Destimed Un president ne devrait pas dire ca Photo Eliot Blondet
« Un président ne devrait pas dire ça » Thibault de Montalembert et Lison Daniel complémentaires et exceptionnels  © Eliot Blandet

Et voilà que « Un président ne devrait pas dire ça » est devenu une pièce de théâtre construite par les auteurs eux-mêmes sur des dialogues de François Pérache et une collaboration artistique d’Antoine Mory, tandis que Charles Templon assisté d’Alexandre Paradis signait la mise en scène. On aurait pu craindre le pire et assister à une succession de petites phrases mises bout à bout. Il n’en est rien ! Brillant ce spectacle doit sa réussite avant tout à la manière dont l’ensemble est donné aux spectateurs de manière quasi cinématographique avec une utilisation très judicieuse de la vidéo.

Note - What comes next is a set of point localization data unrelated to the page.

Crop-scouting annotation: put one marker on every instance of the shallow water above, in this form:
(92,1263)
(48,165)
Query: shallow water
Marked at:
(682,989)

Nous sommes dans les coulisses d’une rédaction où Stéphane journaliste d’investigation propose aux patrons de son journal une série d’articles faisant suite à des entretiens privés avec François Hollande, le temps de sa présidence. Pour Stéphane le journalisme, c’est du temps long, et donc, c’est presque un marathon qu’il s’apprête à entreprendre. Il est assisté pour cela de Léa Klein, jeune journaliste cultivée à l’extrême, (Sciences Po et Normale Sup.) qui a plus ou moins forcé sa décision travailler avec lui.

 Quelque chose de balzacien

 Il y a, comme le notait l’acteur Scali Delpeyrat, qui incarne François Hollande jusqu’à l’osmose, quelque chose de balzacien dans cette plongée au cœur des splendeurs et misères de la République. Ajoutant : « Il y a là quelque chose de formidable dans le registre de la comédie humaine », le comédien prend un plaisir extrême à enchaîner ses répliques qui sont au mot près, celles tenues par François Hollande lorsqu’il était en fonction à l’Élysée.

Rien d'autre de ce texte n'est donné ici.